Speaking of hash, care for a pot brownie? No, not really, but I read Lizzie Widdicombe’s “High Cuisine” anyway, because … well, because it’s by Lizzie Widdicombe, writer of, among other piquant pieces, the superb “The Bad-Boy Brand” (April 8, 2013). “High Cuisine” contains at least two inspired sentences:

A team from Weedmaps, a “Yelp for pot” based in Irvine, California, was visiting the facility, and a photographer had set up a light box, which he was using to take pictures of pot cookies.

I nibbled a small pie: it tasted like pumpkin, but with a weedy aftertaste, which brought back Proustian memories of high school.

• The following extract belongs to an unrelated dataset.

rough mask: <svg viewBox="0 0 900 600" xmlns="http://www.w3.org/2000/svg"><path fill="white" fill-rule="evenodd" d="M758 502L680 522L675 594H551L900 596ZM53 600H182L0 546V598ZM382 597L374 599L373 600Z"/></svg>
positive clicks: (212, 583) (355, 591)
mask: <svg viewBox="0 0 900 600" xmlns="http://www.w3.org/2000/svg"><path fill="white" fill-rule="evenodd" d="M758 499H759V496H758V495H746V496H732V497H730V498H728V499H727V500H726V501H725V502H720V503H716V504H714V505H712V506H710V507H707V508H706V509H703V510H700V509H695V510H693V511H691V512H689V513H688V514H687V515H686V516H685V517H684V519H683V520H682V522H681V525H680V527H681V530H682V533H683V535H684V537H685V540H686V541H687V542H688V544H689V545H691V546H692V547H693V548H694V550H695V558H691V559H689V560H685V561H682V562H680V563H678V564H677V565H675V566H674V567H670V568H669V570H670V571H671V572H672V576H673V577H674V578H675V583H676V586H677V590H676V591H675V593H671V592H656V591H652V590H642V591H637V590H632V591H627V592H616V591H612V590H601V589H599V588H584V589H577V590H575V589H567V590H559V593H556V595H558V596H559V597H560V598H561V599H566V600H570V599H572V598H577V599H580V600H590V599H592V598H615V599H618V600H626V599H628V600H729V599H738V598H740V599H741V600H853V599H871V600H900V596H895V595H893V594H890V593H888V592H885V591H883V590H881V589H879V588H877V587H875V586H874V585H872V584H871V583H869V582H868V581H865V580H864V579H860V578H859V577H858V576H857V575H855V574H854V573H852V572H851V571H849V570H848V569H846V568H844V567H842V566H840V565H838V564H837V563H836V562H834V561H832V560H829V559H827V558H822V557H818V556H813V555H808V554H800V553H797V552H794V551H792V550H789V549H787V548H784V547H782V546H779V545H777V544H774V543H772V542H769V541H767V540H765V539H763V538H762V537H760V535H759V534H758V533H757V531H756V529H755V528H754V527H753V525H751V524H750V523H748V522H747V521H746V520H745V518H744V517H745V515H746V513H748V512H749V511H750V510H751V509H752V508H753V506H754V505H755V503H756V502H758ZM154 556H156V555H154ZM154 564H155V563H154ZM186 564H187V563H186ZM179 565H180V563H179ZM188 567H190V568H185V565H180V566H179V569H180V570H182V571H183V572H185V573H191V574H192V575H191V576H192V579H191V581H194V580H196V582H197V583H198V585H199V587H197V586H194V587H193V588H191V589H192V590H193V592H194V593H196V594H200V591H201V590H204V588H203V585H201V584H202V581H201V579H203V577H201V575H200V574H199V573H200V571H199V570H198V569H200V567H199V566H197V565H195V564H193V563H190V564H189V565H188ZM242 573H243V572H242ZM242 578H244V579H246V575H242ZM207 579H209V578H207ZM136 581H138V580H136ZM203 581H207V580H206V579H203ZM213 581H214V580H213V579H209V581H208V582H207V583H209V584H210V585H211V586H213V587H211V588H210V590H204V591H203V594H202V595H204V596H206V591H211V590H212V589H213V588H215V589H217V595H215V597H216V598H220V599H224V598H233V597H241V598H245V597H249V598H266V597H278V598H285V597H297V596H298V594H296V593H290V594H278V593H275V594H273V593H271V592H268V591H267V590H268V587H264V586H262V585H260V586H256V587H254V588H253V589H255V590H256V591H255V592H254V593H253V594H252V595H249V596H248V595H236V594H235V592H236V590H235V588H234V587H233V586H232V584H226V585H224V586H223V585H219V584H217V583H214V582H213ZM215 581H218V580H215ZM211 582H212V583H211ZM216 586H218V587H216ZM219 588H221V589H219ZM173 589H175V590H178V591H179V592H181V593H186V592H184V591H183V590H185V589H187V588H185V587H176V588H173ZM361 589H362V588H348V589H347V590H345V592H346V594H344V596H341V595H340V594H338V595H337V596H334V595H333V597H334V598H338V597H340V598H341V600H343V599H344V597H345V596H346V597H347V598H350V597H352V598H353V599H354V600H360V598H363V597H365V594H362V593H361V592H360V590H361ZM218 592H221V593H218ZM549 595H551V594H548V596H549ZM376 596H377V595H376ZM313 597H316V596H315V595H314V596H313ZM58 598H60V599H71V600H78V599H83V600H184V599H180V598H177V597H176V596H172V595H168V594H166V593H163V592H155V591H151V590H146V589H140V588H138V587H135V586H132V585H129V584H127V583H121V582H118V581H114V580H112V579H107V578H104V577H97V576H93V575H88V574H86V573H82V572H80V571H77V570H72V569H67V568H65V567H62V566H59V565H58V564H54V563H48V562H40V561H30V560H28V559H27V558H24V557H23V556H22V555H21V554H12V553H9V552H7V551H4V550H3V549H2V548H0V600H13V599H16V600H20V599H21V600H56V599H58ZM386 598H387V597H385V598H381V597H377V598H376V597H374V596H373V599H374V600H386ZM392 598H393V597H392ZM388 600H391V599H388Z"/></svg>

For me, the best food writing in this otherwise dismal Food & Travel Issue is found in Shauna Lyon’s “Tables For Two: King” and Talia Lavin’s “Bar Tab: The Binc.” Lyon’s piece offers pure, sensuous bliss:

A spectacular, bracing salad served at the beginning of March included a pink radicchio that one guest had recently spied in the produce section of Eataly, and a mysterious soft-crunchy, hollow stalk, which turned out to be the heart of a puntarelle, whose chickory-like leaves were more easily identified. The coniglio alla cacciatora, or hunter’s rabbit, came as nubs of tender, gamey meat on a bed of polenta larded with cheese and butter, and the onglet appeared as great red slices of hanger steak, alongside al-dente chickpeas. For dessert, a Pernod semifreddo in a dainty coupe was an inspired touch.

Lavin’s “The Binc” shows a deep pleasure taken in description:

The interior is suffused with a warm, orangey glow, and, though it just celebrated its one-year anniversary, it feels curiously unfocussed in time. There is a faded portrait of a mustachioed man from an indeterminate era, and antique marionettes of soldiers hanging on a cloudy, wall-size mirror; the rest-room signs are done in careful Art Deco lettering. On a recent Saturday night, the bar top was crowded with rows of multicolored tinctures, like cardamom bitters and sweet-potato shrub, which added complexity to cocktails such as the Whitaker (vodka, ginger) and the Fall of Roebling (tequila, habanero). Twelve barflies gave the room a pleasantly full, but not overcrowded, air.

I have a suggestion for next year’s Food & Travel Issue – turn it over to the “Tables For Two” and “Bar Tab” crew, let them write it.